PS40 - How Can We Reach People Who Do Not Seek Help?

We Need Models of Suicide That Are Meaningful to People
August, 30 | 17:30 - 19:00

This presentation will discuss the relevance of suicide models in fostering help-seeking. The challenge is to reach people who do not think that they need help, who believe that nobody will understand them, or who are afraid of being admitted to a psychiatric hospital against their will. In order to be meaningful to the person at risk, models of suicide must meet the person’s subjective experience of an emotional crisis with suicidal ideation. There is a conceptual mismatch between the suicidal person’s subjective experience of a suicidal crisis and the prevalent theory-based models of suicide. The medical model of suicide is not helpful for people in crisis or even for the general public to understand what can get people to end their lives by suicide. Public health projects must avoid using models that pathologize suicide. Psychoeducational projects focused on crisis processing and resolution, and person-centred psychological models are meaningful to people in a suicidal crisis. People should learn how and when suicidal thoughts and plans may become life threatening and when they need to seek help. However, where should people who seek help turn to? They need professional helpers that are open to collaboratively focus on an unconditional understanding of the person’s subjective experience. This in my view is the biggest challenge if we want to make help-seeking successful.

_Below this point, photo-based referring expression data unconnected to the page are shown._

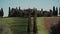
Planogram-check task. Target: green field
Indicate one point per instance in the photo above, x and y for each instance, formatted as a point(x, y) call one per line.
point(18, 25)
point(40, 26)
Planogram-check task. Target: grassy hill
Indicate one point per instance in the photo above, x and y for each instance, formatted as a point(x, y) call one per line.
point(18, 25)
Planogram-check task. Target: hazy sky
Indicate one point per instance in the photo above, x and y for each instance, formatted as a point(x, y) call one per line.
point(45, 4)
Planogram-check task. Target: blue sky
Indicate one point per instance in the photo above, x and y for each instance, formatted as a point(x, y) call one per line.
point(45, 4)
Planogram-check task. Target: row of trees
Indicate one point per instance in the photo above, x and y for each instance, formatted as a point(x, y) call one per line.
point(15, 12)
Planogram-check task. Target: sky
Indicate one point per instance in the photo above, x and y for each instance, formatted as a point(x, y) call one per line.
point(24, 4)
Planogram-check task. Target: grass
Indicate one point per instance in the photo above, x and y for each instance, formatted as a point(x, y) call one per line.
point(40, 26)
point(18, 25)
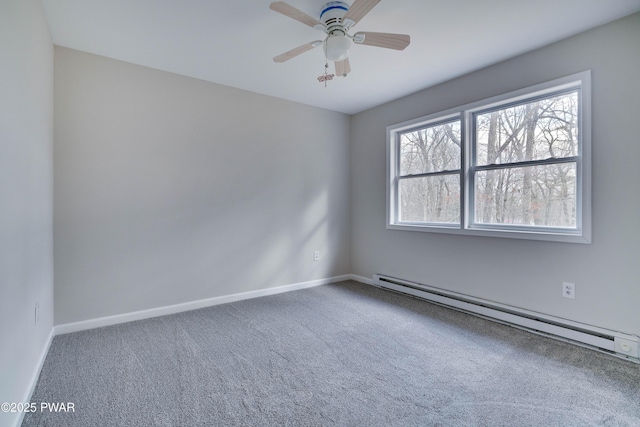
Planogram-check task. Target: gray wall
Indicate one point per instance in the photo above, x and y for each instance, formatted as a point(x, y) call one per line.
point(523, 273)
point(26, 184)
point(170, 189)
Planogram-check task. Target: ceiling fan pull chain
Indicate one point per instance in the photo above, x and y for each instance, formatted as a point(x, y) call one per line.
point(325, 76)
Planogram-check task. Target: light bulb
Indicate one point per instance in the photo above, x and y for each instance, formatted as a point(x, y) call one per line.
point(336, 48)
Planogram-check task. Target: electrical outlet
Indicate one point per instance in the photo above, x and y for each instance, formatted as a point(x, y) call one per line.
point(569, 290)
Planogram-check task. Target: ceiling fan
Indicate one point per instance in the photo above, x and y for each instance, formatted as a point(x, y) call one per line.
point(336, 19)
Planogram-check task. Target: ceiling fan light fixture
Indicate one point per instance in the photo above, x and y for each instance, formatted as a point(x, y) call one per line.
point(336, 48)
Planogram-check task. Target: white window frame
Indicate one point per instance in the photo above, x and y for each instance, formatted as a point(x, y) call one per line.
point(580, 234)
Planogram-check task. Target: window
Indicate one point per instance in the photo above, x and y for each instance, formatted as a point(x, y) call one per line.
point(516, 165)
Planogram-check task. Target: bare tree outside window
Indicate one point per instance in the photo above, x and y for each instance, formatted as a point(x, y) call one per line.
point(516, 165)
point(429, 187)
point(531, 154)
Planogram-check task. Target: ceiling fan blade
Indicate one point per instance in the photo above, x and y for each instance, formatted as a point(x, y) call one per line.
point(343, 68)
point(387, 40)
point(297, 51)
point(298, 15)
point(357, 11)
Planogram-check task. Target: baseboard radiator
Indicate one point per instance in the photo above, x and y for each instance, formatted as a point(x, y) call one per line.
point(615, 343)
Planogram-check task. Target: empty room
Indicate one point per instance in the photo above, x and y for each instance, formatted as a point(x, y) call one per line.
point(358, 213)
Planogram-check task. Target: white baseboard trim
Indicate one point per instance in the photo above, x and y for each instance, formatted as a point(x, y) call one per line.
point(361, 279)
point(35, 376)
point(67, 328)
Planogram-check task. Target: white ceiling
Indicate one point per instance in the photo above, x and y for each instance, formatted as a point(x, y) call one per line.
point(233, 42)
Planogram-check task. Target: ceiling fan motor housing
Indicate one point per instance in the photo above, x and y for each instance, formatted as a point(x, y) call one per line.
point(331, 13)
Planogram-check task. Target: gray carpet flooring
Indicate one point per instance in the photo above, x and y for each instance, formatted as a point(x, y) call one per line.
point(346, 354)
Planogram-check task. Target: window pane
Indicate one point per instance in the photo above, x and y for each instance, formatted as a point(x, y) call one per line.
point(431, 149)
point(430, 199)
point(542, 196)
point(537, 130)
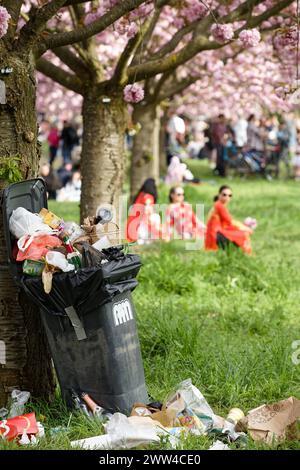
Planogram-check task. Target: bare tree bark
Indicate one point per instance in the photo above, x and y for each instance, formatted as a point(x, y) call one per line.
point(102, 162)
point(145, 152)
point(26, 360)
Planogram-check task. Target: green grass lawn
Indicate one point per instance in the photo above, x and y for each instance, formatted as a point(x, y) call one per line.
point(226, 321)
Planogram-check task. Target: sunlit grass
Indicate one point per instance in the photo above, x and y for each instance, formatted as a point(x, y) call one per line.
point(226, 321)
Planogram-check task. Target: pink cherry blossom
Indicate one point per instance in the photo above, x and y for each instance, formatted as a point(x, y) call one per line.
point(133, 93)
point(194, 11)
point(222, 32)
point(250, 37)
point(132, 30)
point(4, 19)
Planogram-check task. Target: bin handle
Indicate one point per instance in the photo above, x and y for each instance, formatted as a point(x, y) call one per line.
point(76, 323)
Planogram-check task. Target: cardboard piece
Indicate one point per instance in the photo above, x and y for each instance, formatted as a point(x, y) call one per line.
point(14, 427)
point(277, 421)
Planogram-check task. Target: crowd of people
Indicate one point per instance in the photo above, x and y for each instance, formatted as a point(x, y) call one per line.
point(63, 181)
point(180, 221)
point(267, 141)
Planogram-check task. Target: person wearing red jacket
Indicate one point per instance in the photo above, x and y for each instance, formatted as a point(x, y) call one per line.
point(181, 218)
point(143, 224)
point(222, 229)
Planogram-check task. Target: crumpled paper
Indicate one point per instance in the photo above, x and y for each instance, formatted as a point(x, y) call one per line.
point(277, 421)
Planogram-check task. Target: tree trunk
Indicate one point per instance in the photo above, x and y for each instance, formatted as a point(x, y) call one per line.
point(102, 161)
point(162, 145)
point(145, 152)
point(24, 358)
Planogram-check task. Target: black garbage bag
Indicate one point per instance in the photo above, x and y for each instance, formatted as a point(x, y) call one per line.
point(85, 289)
point(90, 256)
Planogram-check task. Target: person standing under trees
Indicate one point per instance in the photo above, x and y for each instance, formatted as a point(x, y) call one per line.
point(222, 230)
point(218, 131)
point(143, 224)
point(53, 141)
point(255, 136)
point(69, 139)
point(181, 217)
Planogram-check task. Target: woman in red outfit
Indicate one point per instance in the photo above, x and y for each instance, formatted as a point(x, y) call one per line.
point(221, 229)
point(143, 224)
point(181, 217)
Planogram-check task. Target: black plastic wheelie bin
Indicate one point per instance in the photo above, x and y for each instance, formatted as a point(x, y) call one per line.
point(89, 318)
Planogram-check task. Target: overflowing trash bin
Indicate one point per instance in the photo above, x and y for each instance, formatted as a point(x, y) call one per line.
point(84, 297)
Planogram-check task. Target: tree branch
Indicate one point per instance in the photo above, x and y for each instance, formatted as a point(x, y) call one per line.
point(200, 42)
point(178, 87)
point(173, 43)
point(60, 76)
point(72, 61)
point(70, 37)
point(13, 9)
point(38, 18)
point(147, 36)
point(258, 19)
point(120, 75)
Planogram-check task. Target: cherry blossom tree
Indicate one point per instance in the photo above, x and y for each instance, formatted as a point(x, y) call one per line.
point(26, 32)
point(148, 45)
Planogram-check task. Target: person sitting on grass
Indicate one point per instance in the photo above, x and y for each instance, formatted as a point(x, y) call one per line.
point(222, 231)
point(143, 224)
point(181, 217)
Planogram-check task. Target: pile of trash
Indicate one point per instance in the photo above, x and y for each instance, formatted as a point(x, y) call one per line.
point(185, 412)
point(47, 245)
point(17, 426)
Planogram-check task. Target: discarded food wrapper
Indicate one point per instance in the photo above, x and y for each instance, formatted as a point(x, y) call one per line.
point(122, 433)
point(219, 445)
point(102, 244)
point(33, 268)
point(19, 424)
point(235, 415)
point(91, 257)
point(189, 401)
point(74, 231)
point(277, 421)
point(35, 248)
point(23, 223)
point(59, 261)
point(47, 276)
point(50, 219)
point(18, 400)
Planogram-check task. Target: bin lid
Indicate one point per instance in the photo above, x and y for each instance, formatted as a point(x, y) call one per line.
point(30, 194)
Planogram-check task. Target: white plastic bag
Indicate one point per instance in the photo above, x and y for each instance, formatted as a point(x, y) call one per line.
point(123, 433)
point(57, 259)
point(195, 402)
point(73, 230)
point(23, 223)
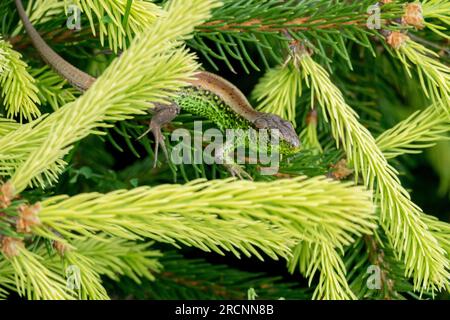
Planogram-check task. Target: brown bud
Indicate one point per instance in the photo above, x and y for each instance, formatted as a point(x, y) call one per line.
point(28, 217)
point(413, 15)
point(60, 247)
point(396, 39)
point(341, 170)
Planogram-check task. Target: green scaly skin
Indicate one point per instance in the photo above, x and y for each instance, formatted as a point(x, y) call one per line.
point(210, 96)
point(206, 104)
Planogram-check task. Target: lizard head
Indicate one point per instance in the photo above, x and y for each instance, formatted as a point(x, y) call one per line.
point(285, 128)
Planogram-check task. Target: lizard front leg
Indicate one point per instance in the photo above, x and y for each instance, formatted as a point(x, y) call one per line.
point(224, 156)
point(162, 115)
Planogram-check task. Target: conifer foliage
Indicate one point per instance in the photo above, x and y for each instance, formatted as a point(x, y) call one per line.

It requires a change of paradigm in that health professionals can overcome the traditional role of being the experts of suicidality and adopt a truly person-centred approach to the suicidal person. In our clinical work we developed a model of suicide as an action, in contrast to models that understand suicide as a consequence of psychiatric disorders. The theory of goal-directed actions states that actions we perform have a personal background and that we explain actions with stories. In narrative interviewing, a major component of the Attempted Suicide Short Intervention Program ASSIP, the patient’s narrative is the key element for patient and helper to build a therapeutic alliance which creates insight and behavioural changes. The suicide-as-action model is easy to understand and meaningful to people at risk, and, what is most important, to health professionals. The presentation will describe projects related to this model, which aim to reach people at risk as well as health professionals.